In the end, conservatives are the good ones. They’re anti-pedophile. Anyone who dissents from the conservative framework is therefore pro-pedophile. They constitute individuals who must be eliminated.
This is a different right-wing message, but it's not radically different. Republicans have been reading fellow Republicans out of the party for years. Donald Trump attacked John McCain in 2015 and most of the GOP voter base was fine with that; on right-wing message boards, McCain had been seen as a Republican In Name Only for years. Trump also declared the Bush family persona non grata in the GOP, also to cheers from the base; he destroyed the career of Jeb Bush as a result, and one of Jeb's sons, George P. Bush, is now struggling to advance his career in Texas GOP politics. Republicans who supported Trump's impeachment are also being purged.

I would hardly say that Republican-on-Republican attacks are "what’s most alarming" here. Mitt Romney no longer gets Secret Service protection, but he can hire security and find other ways to protect himself.

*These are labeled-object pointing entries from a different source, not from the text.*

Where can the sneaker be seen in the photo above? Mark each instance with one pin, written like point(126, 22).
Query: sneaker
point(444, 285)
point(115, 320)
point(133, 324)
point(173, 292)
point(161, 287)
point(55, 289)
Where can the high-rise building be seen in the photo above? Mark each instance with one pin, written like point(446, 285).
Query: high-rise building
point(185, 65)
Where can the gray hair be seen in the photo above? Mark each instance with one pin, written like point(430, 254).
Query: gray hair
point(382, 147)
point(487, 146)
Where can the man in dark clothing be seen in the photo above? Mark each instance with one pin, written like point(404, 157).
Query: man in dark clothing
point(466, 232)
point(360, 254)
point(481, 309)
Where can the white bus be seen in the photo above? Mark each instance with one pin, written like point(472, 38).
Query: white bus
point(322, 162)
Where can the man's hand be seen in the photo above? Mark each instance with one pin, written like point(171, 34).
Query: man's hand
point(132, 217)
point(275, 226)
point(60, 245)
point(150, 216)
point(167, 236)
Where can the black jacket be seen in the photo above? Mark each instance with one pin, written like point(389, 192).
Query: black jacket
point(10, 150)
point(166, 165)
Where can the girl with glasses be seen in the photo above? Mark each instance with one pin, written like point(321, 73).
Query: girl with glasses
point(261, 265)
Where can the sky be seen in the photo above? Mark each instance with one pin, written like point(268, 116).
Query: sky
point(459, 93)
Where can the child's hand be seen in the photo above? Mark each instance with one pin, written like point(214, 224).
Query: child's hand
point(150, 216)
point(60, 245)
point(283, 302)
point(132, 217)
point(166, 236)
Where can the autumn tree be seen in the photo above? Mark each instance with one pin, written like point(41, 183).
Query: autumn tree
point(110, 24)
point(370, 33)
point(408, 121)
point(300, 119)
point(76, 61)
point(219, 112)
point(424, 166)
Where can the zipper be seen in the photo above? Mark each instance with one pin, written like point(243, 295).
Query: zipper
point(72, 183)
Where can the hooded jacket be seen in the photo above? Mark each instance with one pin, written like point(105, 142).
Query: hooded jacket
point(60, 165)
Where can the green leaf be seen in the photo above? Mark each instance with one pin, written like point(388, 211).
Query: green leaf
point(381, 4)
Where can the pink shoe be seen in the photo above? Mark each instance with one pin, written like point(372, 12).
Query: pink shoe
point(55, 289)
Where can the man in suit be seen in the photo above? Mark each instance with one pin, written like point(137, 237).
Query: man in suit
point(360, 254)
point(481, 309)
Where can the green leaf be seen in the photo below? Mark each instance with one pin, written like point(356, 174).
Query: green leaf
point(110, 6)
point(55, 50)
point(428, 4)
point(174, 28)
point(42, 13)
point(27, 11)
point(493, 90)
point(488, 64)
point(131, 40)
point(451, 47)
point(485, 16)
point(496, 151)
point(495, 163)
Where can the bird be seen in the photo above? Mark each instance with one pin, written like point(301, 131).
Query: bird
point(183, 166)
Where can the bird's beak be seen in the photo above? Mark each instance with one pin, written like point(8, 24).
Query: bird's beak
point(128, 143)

He's unlikely to be "eliminated" by an angry right-winger. Ordinary LGBT people and their allies aren't so lucky.

But in general, I don't see this line of attack operating as a literal Radio Rwanda-style call for violence. I see it operating on a couple of levels.

If you're a QAnon believer, then, sure, it feeds into your fantasy of a coming "storm" in which all the liberal and RINO pedophiles will be rounded up and swiftly brought to justice (Gitmo, mass summary executions).

But to everyone else, this is primarily intended as the ultimate form of cancel culture. It's part of the right's campaign of political eliminationism. We know that the right doesn't believe that Democratic votes are legitimate or that Democratic candidates who win were elected fairly. This is a way of saying we don't deserve to be heard at all. It's an attempt to portray all speech on behalf of LGBT people, or at least LGBT youths, as suspect and dangerous.

It could, obviously, lead to deadly consequences. We'll see what happens if (when?) a target singled out by Greene, DeSantis, or one of the other gender McCarthyites is wounded or killed. I'm sure it will be similar to what happened when Bill O'Reilly, then the biggest star on Fox News, repeatedly denounced a prominent abortion doctor, George Tiller, as a "baby-killer" -- also a charge that would seemingly mark Tiller for literal or at least societal elimination -- after which the doctor was murdered.
... many anti-choice groups quickly condemned the murder and attempted to separate themselves from the actions of the killer. Even Operation Rescue, which made Tiller a special target of its harassment over the years, denounced the killing as “vigilantism” and a “cowardly act.”

... O’Reilly did briefly say, “Americans should condemn the murder of Dr. George Tiller,” but he then quickly segued into more attacks on Tiller....
When I heard about Tiller’s murder, I knew pro-abortion zealots and Fox News haters would attempt to blame us for the crime, and that’s exactly what has happened....

No backpedaling here ... Every single thing we said about Tiller was true....

Now, it’s clear that the far left is exploiting — exploiting — the death of the doctor. Those vicious individuals want to stifle any criticism of people like Tiller. That — and hating Fox News — is the real agenda here. Finally, if these people are soooo compassionate — — so very compassionate, so concerned for the rights and welfare of others — maybe they might have written something, one thing, about the 60,000 fetuses that will never become American citizens. Or am I wrong?
Some of the people shouting "Groomer!" will say they're shocked and appalled if their demonization leads to violence. Others, after perfunctorily condemining the violent act, will double down. Like O'Reilly, those in the latter group will probably suffer no negative career consequences. But the official word will be that violence is the wrong approach.

And that will be largely sincere, because most Republicans don't want us all executed. They just want political control. They like having us around as enemies to demonize, as long as we never win.